Top to random and reverse: analysis of a new descent algebra shuffle

TL;DR

This paper investigates a new type of shuffle combining top-to-random and reversal operations, analyzing its algebraic properties and minimal polynomial structure within the descent algebra framework.

Contribution

It introduces the analysis of the top-to-random-and-reverse shuffle and characterizes the minimal polynomial of related algebraic elements, revealing their factorization properties.

Findings

Minimal polynomial factors into distinct linear factors.

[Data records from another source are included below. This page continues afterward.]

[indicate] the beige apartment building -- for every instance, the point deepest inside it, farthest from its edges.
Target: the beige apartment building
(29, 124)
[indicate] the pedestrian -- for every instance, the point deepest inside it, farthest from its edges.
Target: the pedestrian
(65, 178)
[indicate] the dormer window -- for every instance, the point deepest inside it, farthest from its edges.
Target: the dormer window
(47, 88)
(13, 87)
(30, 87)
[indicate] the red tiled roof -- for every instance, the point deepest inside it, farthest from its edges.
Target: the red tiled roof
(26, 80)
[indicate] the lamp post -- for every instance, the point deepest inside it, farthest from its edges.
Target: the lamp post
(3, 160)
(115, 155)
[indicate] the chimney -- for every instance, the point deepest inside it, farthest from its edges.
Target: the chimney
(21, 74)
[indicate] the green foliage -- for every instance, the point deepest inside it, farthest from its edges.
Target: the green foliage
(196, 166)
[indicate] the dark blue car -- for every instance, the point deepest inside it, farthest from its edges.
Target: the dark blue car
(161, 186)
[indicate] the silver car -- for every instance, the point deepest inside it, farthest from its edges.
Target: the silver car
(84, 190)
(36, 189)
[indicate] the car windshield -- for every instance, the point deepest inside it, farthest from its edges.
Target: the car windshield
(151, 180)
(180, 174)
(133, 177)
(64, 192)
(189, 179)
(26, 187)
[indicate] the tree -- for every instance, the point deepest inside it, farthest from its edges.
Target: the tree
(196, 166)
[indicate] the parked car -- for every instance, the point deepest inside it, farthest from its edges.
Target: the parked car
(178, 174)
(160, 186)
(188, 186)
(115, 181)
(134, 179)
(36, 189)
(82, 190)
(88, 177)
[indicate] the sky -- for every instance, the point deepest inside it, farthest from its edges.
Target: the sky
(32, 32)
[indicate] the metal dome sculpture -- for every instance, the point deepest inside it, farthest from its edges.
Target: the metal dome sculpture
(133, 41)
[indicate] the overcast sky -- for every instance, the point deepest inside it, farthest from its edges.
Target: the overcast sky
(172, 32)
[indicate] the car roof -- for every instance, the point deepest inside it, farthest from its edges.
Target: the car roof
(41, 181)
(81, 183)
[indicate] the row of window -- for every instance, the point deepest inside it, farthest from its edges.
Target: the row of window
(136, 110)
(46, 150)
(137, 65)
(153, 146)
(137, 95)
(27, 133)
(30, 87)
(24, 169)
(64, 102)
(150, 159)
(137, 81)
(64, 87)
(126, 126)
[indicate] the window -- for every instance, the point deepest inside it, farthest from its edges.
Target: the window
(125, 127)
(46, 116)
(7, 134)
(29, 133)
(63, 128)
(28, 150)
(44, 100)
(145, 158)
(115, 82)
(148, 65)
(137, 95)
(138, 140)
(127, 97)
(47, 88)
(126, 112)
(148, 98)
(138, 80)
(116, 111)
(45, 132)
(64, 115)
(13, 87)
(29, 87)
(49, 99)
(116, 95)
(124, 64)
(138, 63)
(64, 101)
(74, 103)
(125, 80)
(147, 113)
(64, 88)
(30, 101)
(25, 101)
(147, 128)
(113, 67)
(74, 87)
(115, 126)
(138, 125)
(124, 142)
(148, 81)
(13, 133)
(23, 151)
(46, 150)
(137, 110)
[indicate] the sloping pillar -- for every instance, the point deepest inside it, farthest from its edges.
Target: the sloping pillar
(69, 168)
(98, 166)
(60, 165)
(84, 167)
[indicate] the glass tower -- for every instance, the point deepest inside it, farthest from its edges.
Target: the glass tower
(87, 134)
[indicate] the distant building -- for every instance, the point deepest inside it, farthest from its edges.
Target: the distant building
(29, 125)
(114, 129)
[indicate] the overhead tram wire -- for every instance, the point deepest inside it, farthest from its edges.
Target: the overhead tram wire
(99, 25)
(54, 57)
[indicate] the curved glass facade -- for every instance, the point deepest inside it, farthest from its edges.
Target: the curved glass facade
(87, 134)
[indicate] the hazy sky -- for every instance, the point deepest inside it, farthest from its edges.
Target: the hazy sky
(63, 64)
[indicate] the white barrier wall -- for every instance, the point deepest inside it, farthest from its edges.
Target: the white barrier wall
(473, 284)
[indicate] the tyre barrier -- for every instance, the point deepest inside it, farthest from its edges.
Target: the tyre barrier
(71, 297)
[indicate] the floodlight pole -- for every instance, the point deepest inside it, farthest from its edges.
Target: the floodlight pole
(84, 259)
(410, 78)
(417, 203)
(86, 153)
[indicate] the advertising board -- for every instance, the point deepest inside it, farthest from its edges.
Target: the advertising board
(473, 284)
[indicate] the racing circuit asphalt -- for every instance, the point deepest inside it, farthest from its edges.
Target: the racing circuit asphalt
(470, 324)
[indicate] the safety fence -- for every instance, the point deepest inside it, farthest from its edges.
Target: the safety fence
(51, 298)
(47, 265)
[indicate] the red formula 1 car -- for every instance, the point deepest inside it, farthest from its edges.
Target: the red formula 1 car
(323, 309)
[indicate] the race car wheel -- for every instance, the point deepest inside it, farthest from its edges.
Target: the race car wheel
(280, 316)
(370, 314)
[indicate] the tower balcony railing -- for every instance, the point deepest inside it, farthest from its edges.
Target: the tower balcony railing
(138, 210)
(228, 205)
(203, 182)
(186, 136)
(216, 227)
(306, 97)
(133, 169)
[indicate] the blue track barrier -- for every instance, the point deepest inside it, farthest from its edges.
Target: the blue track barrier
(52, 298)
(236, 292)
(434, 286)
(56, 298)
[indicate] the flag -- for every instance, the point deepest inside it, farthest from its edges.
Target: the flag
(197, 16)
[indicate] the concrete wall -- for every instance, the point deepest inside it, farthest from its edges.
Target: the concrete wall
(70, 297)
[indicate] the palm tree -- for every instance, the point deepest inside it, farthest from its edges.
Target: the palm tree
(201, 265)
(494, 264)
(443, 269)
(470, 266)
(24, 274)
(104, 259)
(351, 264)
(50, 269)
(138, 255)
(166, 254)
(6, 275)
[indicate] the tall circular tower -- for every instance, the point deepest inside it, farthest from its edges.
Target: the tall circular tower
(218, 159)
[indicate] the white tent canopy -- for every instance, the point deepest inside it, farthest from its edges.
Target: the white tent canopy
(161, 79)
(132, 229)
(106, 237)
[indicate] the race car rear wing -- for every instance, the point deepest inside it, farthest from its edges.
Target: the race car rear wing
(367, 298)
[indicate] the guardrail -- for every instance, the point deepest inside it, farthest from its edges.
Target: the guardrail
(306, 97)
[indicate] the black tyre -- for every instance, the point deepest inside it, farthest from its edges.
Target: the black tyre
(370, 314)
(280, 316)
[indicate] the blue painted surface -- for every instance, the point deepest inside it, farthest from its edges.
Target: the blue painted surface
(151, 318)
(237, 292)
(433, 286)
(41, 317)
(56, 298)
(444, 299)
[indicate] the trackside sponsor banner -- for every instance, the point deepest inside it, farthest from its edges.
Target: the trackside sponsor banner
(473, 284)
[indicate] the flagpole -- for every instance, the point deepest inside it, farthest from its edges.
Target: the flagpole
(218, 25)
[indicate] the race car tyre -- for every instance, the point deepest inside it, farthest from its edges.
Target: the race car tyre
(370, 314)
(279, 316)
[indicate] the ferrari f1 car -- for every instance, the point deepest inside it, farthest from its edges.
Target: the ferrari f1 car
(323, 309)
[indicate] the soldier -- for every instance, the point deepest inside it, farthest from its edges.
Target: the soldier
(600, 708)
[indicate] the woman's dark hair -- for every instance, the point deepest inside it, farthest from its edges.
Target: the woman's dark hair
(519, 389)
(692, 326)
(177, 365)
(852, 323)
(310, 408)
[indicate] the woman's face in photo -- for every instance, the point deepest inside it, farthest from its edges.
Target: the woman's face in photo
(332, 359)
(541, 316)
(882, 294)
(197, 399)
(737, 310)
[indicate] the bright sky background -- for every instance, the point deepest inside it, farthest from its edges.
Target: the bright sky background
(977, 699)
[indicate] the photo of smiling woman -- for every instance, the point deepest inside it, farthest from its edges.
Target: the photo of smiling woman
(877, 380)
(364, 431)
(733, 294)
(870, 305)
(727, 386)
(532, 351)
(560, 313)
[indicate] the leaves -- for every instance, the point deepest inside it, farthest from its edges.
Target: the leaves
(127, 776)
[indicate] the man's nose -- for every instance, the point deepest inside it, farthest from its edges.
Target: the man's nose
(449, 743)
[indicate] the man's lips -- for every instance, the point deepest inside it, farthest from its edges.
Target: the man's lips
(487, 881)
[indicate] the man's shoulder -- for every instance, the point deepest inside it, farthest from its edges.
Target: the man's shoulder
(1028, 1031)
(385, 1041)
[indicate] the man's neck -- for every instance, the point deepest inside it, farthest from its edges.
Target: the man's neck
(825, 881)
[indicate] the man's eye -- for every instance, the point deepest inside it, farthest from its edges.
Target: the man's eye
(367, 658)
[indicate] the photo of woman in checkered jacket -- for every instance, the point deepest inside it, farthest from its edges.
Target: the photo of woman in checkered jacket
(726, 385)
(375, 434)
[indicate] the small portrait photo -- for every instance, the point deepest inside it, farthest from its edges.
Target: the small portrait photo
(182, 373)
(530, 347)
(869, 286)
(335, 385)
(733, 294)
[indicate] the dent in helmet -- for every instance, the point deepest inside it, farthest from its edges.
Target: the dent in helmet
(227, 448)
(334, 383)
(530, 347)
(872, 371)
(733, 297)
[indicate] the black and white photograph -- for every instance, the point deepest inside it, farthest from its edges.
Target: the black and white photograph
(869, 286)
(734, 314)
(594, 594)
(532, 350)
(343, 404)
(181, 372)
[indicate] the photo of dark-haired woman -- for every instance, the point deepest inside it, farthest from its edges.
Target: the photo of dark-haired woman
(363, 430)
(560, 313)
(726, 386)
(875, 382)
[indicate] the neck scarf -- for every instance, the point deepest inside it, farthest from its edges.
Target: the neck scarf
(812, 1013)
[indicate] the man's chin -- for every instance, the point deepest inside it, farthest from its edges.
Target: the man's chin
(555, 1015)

Minimal polynomial explicitly given for the top-to-random-and-reverse shuffle.

Signed knapsack numbers relate to the polynomial's roots.

Abstract

We study the "top-to-random-and-reverse shuffle", defined as the top-to-random shuffle in the symmetric group algebra composed with the permutation $w_0$ (which sends each $i$ to $n+1-i$). More generally, we analyze the composition of any B-basis element of the descent algebra with $w_0$. We show that the minimal polynomial of any such composition (over $\mathbb{Q}$) factors into distinct linear factors, which correspond to the "signed knapsack numbers" of set compositions. This is a counterpart to an analogous property of the B-basis elements themselves, which was proved by Brown using Bidigare's face monoid. In the case of the top-to-random-and-reverse shuffle, the minimal polynomial turns out to be $\prod_{k \in \set{-n+2} \cup \interval{-n+4, n-3} \cup \set{0} \cup \set{n}} \tup{x-k}$.